Stewart Takes Over Daily Show Reins

New York -- Comedy Central recruited comedian and MTV:
Music Television veteran Jon Stewart to take over Craig Kilborn's anchor slot at The
Daily Show
, locking him in with a four-year deal estimated at more than $6 million.

At a press conference here last week, Comedy Central
officials said Stewart will start his new gig in January -- not only as host-anchor, but
also working as a writer and co-executive producer of The Daily Show.

Both Comedy Central president Doug Herzog and Eileen Katz,
senior vice president of programming, said Stewart was their first choice to replace
former ESPN anchor Kilborn, who is leaving to take over Tom Snyder's seat on
CBS' The LateLate Show with Tom Snyder.

"There was only one name that came up" when
Kilborn said he was leaving, according to Herzog. "We found the most talented free
agent in the market."

Added Stewart, "I always had my eye on [The Daily
Show
]."

Kilborn's contract with Comedy Central expires at the
end of August 1999. At the Television Critics Association summer tour in July, Herzog said
he might be willing to let Kilborn go early if the network had his replacement lined up,
which will likely happen -- although not before January.

Last week, Herzog said details about some kind of
settlement regarding Kilborn's contract were being hashed out.

"We are trying to work out things amicably with our
friends at CBS," Herzog said.

According to a CBS spokesman, "The conversations on
when Craig can start at CBS are ongoing."

Under questioning by reporters, Stewart conceded that it
was ironic that he was taking over the job of the man who is replacing Snyder. That's
because at one point, Stewart was considered the talent who would be taking over for
Snyder. Stewart had a deal with David Letterman's Worldwide Pants production company
to do a late-night show for CBS, but it never came to fruition.

"That is kind of funny," Stewart said.
"It's musical chairs. There are only five of these jobs available."

But Stewart said he was glad to be coming to a job where
"I don't feel like I'm pushing the host out."

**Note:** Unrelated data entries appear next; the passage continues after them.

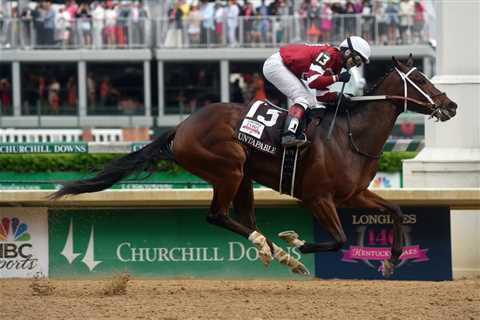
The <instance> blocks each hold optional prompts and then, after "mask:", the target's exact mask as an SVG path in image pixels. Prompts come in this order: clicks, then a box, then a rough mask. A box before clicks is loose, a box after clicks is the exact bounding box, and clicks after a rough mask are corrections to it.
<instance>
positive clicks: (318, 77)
mask: <svg viewBox="0 0 480 320" xmlns="http://www.w3.org/2000/svg"><path fill="white" fill-rule="evenodd" d="M304 78H305V80H306V81H307V84H308V86H309V87H310V88H312V89H317V90H322V89H325V88H326V87H328V86H329V85H331V84H332V83H334V82H336V81H337V80H338V77H337V76H336V75H331V74H326V73H325V70H323V68H322V67H320V66H319V65H316V64H312V65H311V66H310V70H308V71H307V72H305V74H304Z"/></svg>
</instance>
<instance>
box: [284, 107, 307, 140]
mask: <svg viewBox="0 0 480 320" xmlns="http://www.w3.org/2000/svg"><path fill="white" fill-rule="evenodd" d="M304 114H305V109H304V108H303V106H301V105H299V104H297V103H296V104H294V105H293V106H291V107H290V109H289V110H288V115H287V119H285V124H284V125H283V133H282V146H284V147H294V146H301V145H303V144H304V143H305V142H307V140H306V139H305V138H304V136H303V130H302V128H301V126H302V119H303V115H304Z"/></svg>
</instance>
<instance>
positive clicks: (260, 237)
mask: <svg viewBox="0 0 480 320" xmlns="http://www.w3.org/2000/svg"><path fill="white" fill-rule="evenodd" d="M248 240H250V241H252V243H253V244H254V245H255V247H256V248H257V250H258V256H259V257H260V259H261V260H262V262H263V265H264V266H266V267H268V265H269V264H270V262H271V261H272V260H273V256H272V250H270V247H269V246H268V243H267V238H265V236H264V235H262V234H261V233H260V232H258V231H253V232H252V233H251V234H250V236H249V237H248Z"/></svg>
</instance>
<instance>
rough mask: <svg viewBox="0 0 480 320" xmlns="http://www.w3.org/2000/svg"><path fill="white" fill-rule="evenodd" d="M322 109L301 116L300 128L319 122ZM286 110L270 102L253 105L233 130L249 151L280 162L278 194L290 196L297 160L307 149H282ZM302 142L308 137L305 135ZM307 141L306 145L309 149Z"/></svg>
mask: <svg viewBox="0 0 480 320" xmlns="http://www.w3.org/2000/svg"><path fill="white" fill-rule="evenodd" d="M325 110H326V109H325V108H315V109H308V110H307V113H306V114H305V116H304V119H303V121H305V122H306V123H303V124H302V127H303V128H307V127H308V125H309V124H310V122H311V121H312V120H314V119H318V120H320V119H321V118H322V117H323V115H324V113H325ZM287 113H288V110H285V109H283V108H280V107H278V106H276V105H274V104H273V103H271V102H270V101H268V100H266V101H263V100H257V101H254V102H253V103H252V104H251V105H250V108H249V110H248V112H247V113H246V114H245V116H244V118H243V119H242V121H241V122H240V125H239V126H238V128H237V130H236V137H237V139H238V141H240V142H241V143H243V144H245V145H247V146H248V147H250V148H253V149H256V150H258V151H261V152H264V153H267V154H269V155H272V156H274V157H281V158H282V167H281V171H280V177H279V178H280V179H279V180H280V181H279V192H280V193H285V194H289V195H292V196H293V192H294V186H295V173H296V167H297V160H298V159H299V158H301V156H302V155H303V154H304V152H303V151H305V150H306V149H307V148H308V146H307V147H306V148H304V147H303V146H302V147H289V148H283V147H282V146H281V143H280V142H281V134H282V129H283V124H284V122H285V120H286V117H287ZM305 139H307V136H306V135H305ZM308 144H309V143H308V141H307V144H306V145H308Z"/></svg>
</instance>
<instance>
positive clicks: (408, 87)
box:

Stewart made his name hosting an MTV talk show, which Katz
produced for MTV before coming to Comedy Central. Stewart -- who, at one point, hosted
Comedy Central's Short Attention Span Theater -- went on to do a syndicated
late-night talk show, which was canceled in 1995.

Asked why he was returning to cable, Stewart quipped,
"I value my anonymity."

The Daily Show's ratings are up about 75 percent
from last August, averaging a 0.7 compared with a 0.4, according to Nielsen Media Research
data supplied by Comedy Central. That's about 416,000 homes.

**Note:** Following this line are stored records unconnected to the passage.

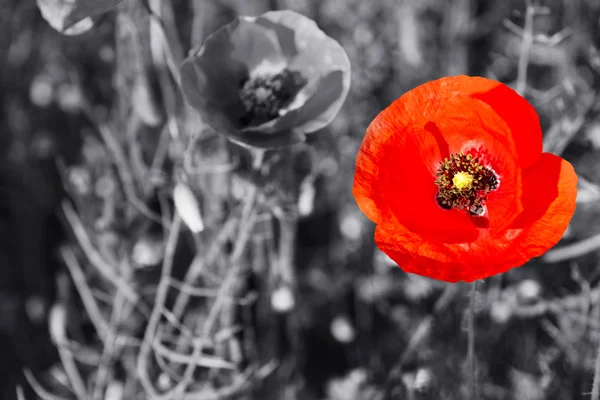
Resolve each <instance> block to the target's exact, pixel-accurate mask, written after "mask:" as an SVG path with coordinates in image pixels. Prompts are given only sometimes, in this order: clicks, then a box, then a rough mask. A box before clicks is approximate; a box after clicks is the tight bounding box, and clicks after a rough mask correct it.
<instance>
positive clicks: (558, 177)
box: [508, 153, 577, 263]
mask: <svg viewBox="0 0 600 400" xmlns="http://www.w3.org/2000/svg"><path fill="white" fill-rule="evenodd" d="M523 187H524V193H523V205H524V208H525V210H524V211H523V213H522V214H521V215H520V216H519V218H517V220H516V221H515V223H514V225H513V227H514V228H515V229H520V232H519V236H518V238H517V239H515V242H516V246H515V247H514V248H513V249H512V250H511V252H512V253H513V258H515V259H516V260H517V261H516V262H521V263H524V262H526V261H528V260H530V259H531V258H533V257H538V256H540V255H542V254H544V253H545V252H546V251H548V250H549V249H550V248H551V247H552V246H554V245H555V244H556V243H558V241H559V240H560V239H561V238H562V236H563V234H564V233H565V230H566V229H567V226H568V225H569V222H570V221H571V217H572V216H573V213H574V212H575V200H576V198H577V174H576V173H575V170H574V169H573V166H572V165H571V164H570V163H569V162H568V161H566V160H564V159H562V158H560V157H558V156H555V155H553V154H550V153H542V155H541V157H540V158H539V160H538V161H537V162H536V163H535V164H534V165H533V166H532V167H531V168H528V169H527V170H525V173H524V174H523ZM508 234H509V235H510V234H514V233H513V232H511V231H509V233H508Z"/></svg>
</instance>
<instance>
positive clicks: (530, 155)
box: [473, 84, 542, 168]
mask: <svg viewBox="0 0 600 400" xmlns="http://www.w3.org/2000/svg"><path fill="white" fill-rule="evenodd" d="M473 97H474V98H476V99H479V100H481V101H483V102H485V103H487V104H488V105H490V107H492V108H493V109H494V111H496V113H497V114H498V115H499V116H500V117H501V118H502V119H503V120H504V122H506V124H507V125H508V127H509V128H510V131H511V132H512V138H513V140H514V142H515V147H516V150H517V154H518V155H519V164H521V167H522V168H527V167H529V166H531V165H533V163H535V162H536V161H537V160H538V158H539V157H540V155H541V153H542V128H541V126H540V119H539V117H538V115H537V113H536V111H535V109H534V108H533V107H532V106H531V104H529V102H528V101H527V100H525V99H524V98H523V97H521V96H520V95H519V94H518V93H517V92H515V91H514V90H512V89H511V88H510V87H508V86H506V85H503V84H498V85H497V86H495V87H494V88H493V89H491V90H488V91H487V92H482V91H479V92H477V93H475V94H473Z"/></svg>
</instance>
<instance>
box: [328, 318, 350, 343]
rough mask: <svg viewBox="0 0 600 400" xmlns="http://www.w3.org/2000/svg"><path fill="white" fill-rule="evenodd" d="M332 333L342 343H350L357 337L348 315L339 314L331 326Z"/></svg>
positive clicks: (334, 318)
mask: <svg viewBox="0 0 600 400" xmlns="http://www.w3.org/2000/svg"><path fill="white" fill-rule="evenodd" d="M329 329H330V330H331V335H332V336H333V337H334V338H335V339H336V340H337V341H338V342H340V343H350V342H352V341H354V338H355V337H356V331H355V329H354V327H353V326H352V324H351V323H350V321H349V320H348V318H347V317H345V316H342V315H338V316H337V317H335V318H334V319H333V321H331V325H330V326H329Z"/></svg>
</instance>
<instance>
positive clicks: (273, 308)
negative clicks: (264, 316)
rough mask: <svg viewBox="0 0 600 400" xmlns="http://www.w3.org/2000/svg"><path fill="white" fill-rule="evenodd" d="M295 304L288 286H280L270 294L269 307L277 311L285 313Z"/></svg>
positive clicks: (295, 301)
mask: <svg viewBox="0 0 600 400" xmlns="http://www.w3.org/2000/svg"><path fill="white" fill-rule="evenodd" d="M295 305H296V300H295V298H294V294H293V293H292V289H291V288H290V287H289V286H280V287H279V288H277V289H275V290H274V291H273V293H272V294H271V307H273V310H275V311H277V312H280V313H286V312H288V311H291V310H292V309H293V308H294V306H295Z"/></svg>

At some point, Comedy Central would like to extend The
Daily Show
, which airs at 11 p.m. Mondays through Thursdays, to five nights, Herzog
said.

At one time, speculation was that Stewart, who played
himself on The Larry Sanders Show, would actually continue that Home Box Office
franchise by replacing the Sanders character as host of the fictional talk show when Garry
Shandling left the series. But that never happened.

It appears unlikely that Kilborn will be able to take his
"Five Questions" bit to CBS, according to Madeleine Smithberg, executive
producer of The Daily Show, since she described it as the intellectual property of
Comedy Central.

But Stewart said his preference was to do everything
possible to give The Daily Show his own stamp.

"Whenever you go into a new situation, you want to
give it your own identity," he said.

Stewart's January start at Comedy Central will be
fairly closely timed to the publication of his book, Naked Pictures of Famous People,
in September, and to the December release of two feature films that he is starring in: Dancing
Around Architecture
, with Gillian Anderson and Sean Connery; and The Faculty.